El agua que yo le daré será en él una fuente de agua que
salte para vida eterna
... De su interior correrán ríos de agua viva

(Juan 4:14; 7:38).

En estos versículos, por medio de dos figuras se defi­ne una vida llena del Espíritu. Jesús le dijo a la mujer junto al pozo de Sicar: “El agua que yo le daré será una fuente.” Después, en el gran día de la fiesta, se dirigió a la multitud, diciendo: “El que cree en mí, de su interior correrán ríos de agua viva.” Notemos las dos expresio­nes: en él una fuente; de su interior... ríos.

En nosotros, el Espíritu Santo es como una fuente, un pozo de agua siempre fresca y permanente.

En el Antiguo Testamento se relata la historia de Agar, sierva de Abraham, quien anduvo errante por el desierto con su hijo, y llevando sólo un odre de agua. Cuando le faltó agua, la afligida madre dejó al mucha­cho debajo de un arbusto, pensando que moriría. Y el relato sigue diciendo que Dios le abrió los ojos a Agar y vio una fuente de agua. Entonces llenó el odre de agua y dio de beber al muchacho (Génesis 21:9-21).

En el Nuevo Testamento está la historia de la mujer junto al pozo de Sicar. Había venido a sacar agua para su uso diario. Pero allí encontró al Maestro y recibió el agua de vida, que sólo El puede dar. Así que dejó su cántaro y regresó llevando en su interior una fuente de agua viva (Juan 4:1-30).

Dios no quiere que seamos cristianos que solamente tengamos un odre o un cántaro de agua, sino que seamos pozos de agua, es decir, que seamos llenos del Espíritu.

De nuestro interior, el Espíritu Santo fluye como in­menso río y no como arroyuelo. En el Antiguo Testa­mento, el Salmista dice: “Tomaré la copa de salvación, e invocaré el nombre de Jehová” (Salmos 116:13).
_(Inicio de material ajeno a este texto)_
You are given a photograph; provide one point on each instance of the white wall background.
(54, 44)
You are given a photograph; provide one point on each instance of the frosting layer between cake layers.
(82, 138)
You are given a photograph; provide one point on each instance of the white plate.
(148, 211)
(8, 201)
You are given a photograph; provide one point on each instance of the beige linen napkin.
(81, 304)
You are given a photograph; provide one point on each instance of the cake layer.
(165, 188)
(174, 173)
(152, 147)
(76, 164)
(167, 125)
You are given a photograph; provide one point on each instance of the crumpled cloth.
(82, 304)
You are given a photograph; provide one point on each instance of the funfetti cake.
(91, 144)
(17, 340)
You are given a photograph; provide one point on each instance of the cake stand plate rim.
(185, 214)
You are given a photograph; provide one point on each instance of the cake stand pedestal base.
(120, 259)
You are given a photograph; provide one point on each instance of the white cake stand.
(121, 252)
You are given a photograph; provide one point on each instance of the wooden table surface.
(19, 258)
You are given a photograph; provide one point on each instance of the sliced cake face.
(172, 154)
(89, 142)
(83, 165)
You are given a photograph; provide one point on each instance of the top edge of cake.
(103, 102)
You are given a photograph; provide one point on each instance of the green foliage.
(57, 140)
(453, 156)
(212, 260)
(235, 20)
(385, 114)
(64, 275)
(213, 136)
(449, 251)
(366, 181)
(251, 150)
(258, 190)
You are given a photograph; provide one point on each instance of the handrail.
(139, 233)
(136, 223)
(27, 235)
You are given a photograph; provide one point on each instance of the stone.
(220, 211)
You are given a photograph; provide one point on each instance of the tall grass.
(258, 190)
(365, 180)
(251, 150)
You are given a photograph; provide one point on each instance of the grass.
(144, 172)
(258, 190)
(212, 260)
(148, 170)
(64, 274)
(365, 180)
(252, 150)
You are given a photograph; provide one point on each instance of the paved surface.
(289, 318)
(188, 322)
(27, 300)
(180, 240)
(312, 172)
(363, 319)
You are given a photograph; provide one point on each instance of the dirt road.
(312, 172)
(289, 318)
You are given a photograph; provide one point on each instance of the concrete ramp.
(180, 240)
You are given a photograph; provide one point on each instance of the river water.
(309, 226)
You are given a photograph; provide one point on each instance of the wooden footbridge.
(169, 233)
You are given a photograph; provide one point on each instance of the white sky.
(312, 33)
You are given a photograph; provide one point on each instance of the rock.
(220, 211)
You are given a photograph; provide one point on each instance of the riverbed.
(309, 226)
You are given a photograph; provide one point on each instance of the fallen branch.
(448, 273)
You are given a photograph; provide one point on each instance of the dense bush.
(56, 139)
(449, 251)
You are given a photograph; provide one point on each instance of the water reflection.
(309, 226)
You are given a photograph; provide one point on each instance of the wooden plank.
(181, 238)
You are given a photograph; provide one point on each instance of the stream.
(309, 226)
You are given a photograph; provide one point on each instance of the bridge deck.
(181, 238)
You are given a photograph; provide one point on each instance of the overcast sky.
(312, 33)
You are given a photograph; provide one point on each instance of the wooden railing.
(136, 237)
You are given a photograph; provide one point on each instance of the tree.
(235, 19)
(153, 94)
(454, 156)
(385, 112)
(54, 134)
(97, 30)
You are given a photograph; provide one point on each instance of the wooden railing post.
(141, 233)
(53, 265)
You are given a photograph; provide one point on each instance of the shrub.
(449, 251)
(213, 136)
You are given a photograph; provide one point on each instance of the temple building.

Pero una copa es pequeña y es poco lo que le puede caber. El pro­feta Isaías, por su parte, exclama: “Sacaréis con gozo aguas de las fuentes de la salvación” (Isaías 12:3). Desde luego un pozo tiene una gran ventaja sobre una pequeña copa, pero el pozo puede secarse. El Señor Jesús, sin em­bargo, en el Nuevo Testamento, declara que el agua que El ofrece será como una fuente que salte para vida eterna. ¡Profundas vertientes abastecen a una fuente y jamás se seca! Después el Maestro, asegura que el que en El cree, “de su interior correrán ríos de agua viva.” Hay pues, un maravilloso progreso, de una copa a un pozo, de allí a una fuente y, por último, de la fuente a un río. He aquí, inmensidad, la plenitud del don de Dios.
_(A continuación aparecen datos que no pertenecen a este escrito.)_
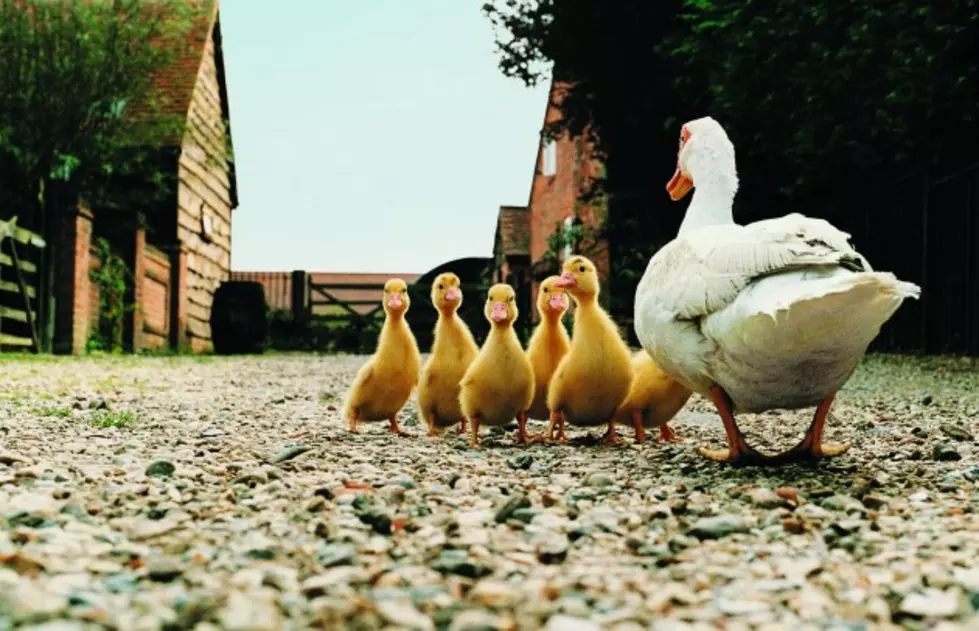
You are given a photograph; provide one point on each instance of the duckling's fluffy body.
(548, 344)
(594, 377)
(654, 398)
(383, 385)
(453, 350)
(499, 384)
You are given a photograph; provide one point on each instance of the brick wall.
(554, 197)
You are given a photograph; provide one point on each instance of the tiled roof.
(513, 230)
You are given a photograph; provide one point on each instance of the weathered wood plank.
(25, 266)
(13, 314)
(191, 168)
(9, 228)
(13, 340)
(7, 285)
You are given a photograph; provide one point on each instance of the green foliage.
(821, 99)
(111, 277)
(77, 101)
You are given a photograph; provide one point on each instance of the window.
(568, 223)
(550, 158)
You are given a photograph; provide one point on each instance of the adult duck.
(775, 314)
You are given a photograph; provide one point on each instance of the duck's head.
(552, 302)
(396, 300)
(705, 154)
(579, 277)
(446, 292)
(501, 305)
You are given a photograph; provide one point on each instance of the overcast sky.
(371, 135)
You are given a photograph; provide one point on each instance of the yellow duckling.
(594, 377)
(382, 385)
(548, 344)
(453, 350)
(499, 384)
(653, 400)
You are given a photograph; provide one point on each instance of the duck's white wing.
(703, 271)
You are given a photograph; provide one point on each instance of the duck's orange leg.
(811, 446)
(738, 453)
(556, 429)
(474, 432)
(667, 435)
(637, 424)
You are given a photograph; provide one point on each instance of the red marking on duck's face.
(679, 185)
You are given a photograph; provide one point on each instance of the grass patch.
(53, 411)
(104, 418)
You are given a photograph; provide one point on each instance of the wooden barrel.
(239, 318)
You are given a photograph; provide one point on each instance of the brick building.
(564, 170)
(176, 265)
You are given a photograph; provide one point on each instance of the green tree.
(78, 106)
(82, 114)
(820, 98)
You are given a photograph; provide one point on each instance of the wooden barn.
(179, 253)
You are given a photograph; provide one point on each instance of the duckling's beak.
(452, 294)
(566, 280)
(679, 185)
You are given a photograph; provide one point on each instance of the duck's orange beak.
(566, 280)
(452, 294)
(556, 302)
(679, 185)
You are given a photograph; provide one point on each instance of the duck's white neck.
(713, 201)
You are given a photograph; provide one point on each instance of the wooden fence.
(19, 251)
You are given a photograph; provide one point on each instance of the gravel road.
(224, 493)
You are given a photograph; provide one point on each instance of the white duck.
(774, 314)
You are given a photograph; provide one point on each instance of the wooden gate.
(18, 323)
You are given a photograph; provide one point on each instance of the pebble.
(717, 527)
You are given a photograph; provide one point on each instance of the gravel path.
(212, 493)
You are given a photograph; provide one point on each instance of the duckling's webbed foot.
(611, 437)
(811, 446)
(667, 435)
(393, 426)
(739, 453)
(522, 437)
(556, 429)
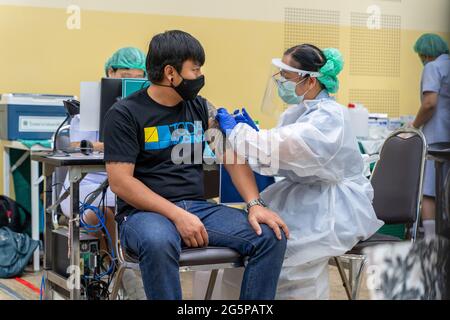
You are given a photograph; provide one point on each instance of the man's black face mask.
(188, 89)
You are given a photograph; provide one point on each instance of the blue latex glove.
(226, 120)
(244, 117)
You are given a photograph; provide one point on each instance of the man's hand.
(258, 215)
(191, 229)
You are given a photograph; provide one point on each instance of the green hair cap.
(126, 58)
(431, 45)
(332, 67)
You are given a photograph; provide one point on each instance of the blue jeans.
(157, 243)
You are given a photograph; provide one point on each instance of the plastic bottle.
(359, 118)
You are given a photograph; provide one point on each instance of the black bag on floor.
(13, 215)
(16, 250)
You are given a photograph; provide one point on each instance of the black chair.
(397, 181)
(191, 259)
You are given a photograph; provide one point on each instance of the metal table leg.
(6, 170)
(48, 245)
(35, 210)
(74, 233)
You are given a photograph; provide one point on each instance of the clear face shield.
(281, 85)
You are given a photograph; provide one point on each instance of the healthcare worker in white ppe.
(324, 197)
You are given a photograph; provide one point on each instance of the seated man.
(161, 208)
(128, 62)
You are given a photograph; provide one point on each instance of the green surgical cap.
(431, 45)
(333, 66)
(126, 58)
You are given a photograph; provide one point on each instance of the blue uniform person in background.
(434, 113)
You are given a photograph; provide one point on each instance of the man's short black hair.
(173, 48)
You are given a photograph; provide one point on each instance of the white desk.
(35, 181)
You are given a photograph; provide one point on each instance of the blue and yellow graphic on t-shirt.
(161, 137)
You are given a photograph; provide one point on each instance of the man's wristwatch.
(255, 202)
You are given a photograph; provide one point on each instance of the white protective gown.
(324, 197)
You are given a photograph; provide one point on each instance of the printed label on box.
(39, 124)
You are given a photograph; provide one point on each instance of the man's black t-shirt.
(165, 144)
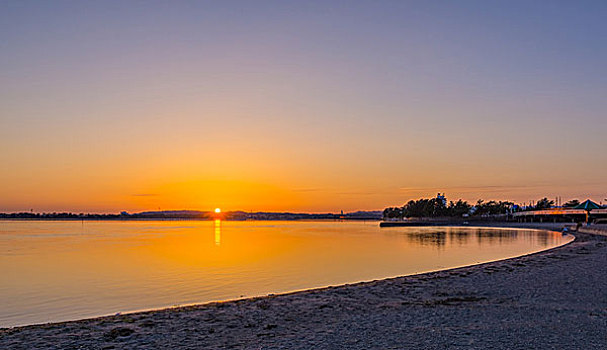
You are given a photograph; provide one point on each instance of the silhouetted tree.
(544, 203)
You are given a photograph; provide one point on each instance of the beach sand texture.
(555, 299)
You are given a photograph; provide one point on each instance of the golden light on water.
(217, 230)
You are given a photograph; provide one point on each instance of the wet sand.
(553, 299)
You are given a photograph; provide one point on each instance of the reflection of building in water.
(217, 232)
(484, 236)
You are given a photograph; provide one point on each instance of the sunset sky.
(307, 106)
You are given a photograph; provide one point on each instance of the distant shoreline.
(547, 299)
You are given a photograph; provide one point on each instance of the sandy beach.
(553, 299)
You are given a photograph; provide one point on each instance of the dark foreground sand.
(551, 300)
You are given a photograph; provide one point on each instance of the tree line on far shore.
(437, 207)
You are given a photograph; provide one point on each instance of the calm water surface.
(55, 271)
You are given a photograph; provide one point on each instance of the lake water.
(65, 270)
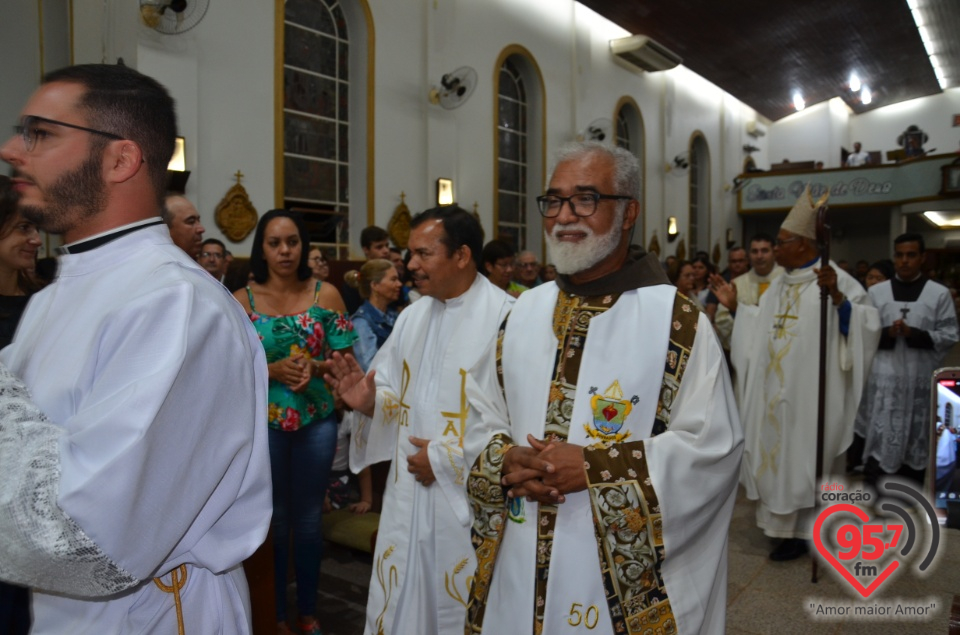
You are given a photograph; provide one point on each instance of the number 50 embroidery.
(588, 618)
Fijémonos, además, que no sólo es un río, sino ríos, ¡caudal divino! “Correrán de su interior,” dándonos a en­tender que la corriente es lozana, sin trabas, espontánea. A todo el que le recibe como Salvador y Señor, Cristo le otorga un don más que suficiente, que le brinda plena satisfacción. Y esa vida abundará en bendiciones hacia los demás.

Fuente y ríos son dos términos que recalcan el al­cance de la obra poderosa del Espíritu Santo, la medida en que se recibe y la medida en que se da. Se recibe el Espíritu ilimitadamente. El apóstol Juan, en su Evange­lio, nos dice que Dios dio a su Hijo su Espíritu sin medi­da (Juan 3:34). Y nos atrevemos a creer que anhela dar su Espíritu sin limitación alguna, a todos sus hijos. Pode­mos inferirlo por la promesa que dio por medio de su profeta Joel: “Derramaré mi Espíritu sobre toda carne” (Joel 2:28). Derramar sugiere la idea de abundancia.

Este es el significado de “la plenitud del Espíritu.” Hemos de poseer vida, pero algo más, vida abundante. Hemos de poseer gozo, plenitud de gozo. Hemos de reci­bir paz, paz que sobrepasa todo entendimiento. Nos co­rresponde llevar fruto espiritual, y más aún, abundante fruto. Todo esto muestra la diferencia entre aquel que va por la vida tropezando y cayendo y el que disfruta de vigor, paz, poder, todo copiosamente.

Asimismo, la influencia del Espíritu Santo es sin me­dida: “ríos correrán.” La vida ya no es un depósito de es­casos recursos, de los cuales, si se echa mano sin precau­ción, pronto se agotan, y por lo mismo es preciso tratar de conservarlos. La vida es ahora un cauce de recursos infinitos y nos hay peligro de que se acaben. Mientras más se da, más es su aumento; son inagotables los recur­sos.

Hasta aquí se ha hecho hincapié en la necesidad de ser llenos del Espíritu Santo, pero es a la vez, de la mis­ma significación que éste se derrame, y, ¿con qué obje­to Sugerimos dos razones por las cuales se hace necesa­rio.

1.  FRESCURA

Un recipiente puede estar lleno de agua, pero si se deja por algún tiempo, llega a corromperse. Así también, una persona puede estar llena del Espíritu Santo, pero si no permite que se derrame una y otra vez, su vida cris­tiana se estancará. Para que se caracterice por su frescu­ra, es preciso que se dé cabida al Espíritu Santo, pero que también fluya incesantemente.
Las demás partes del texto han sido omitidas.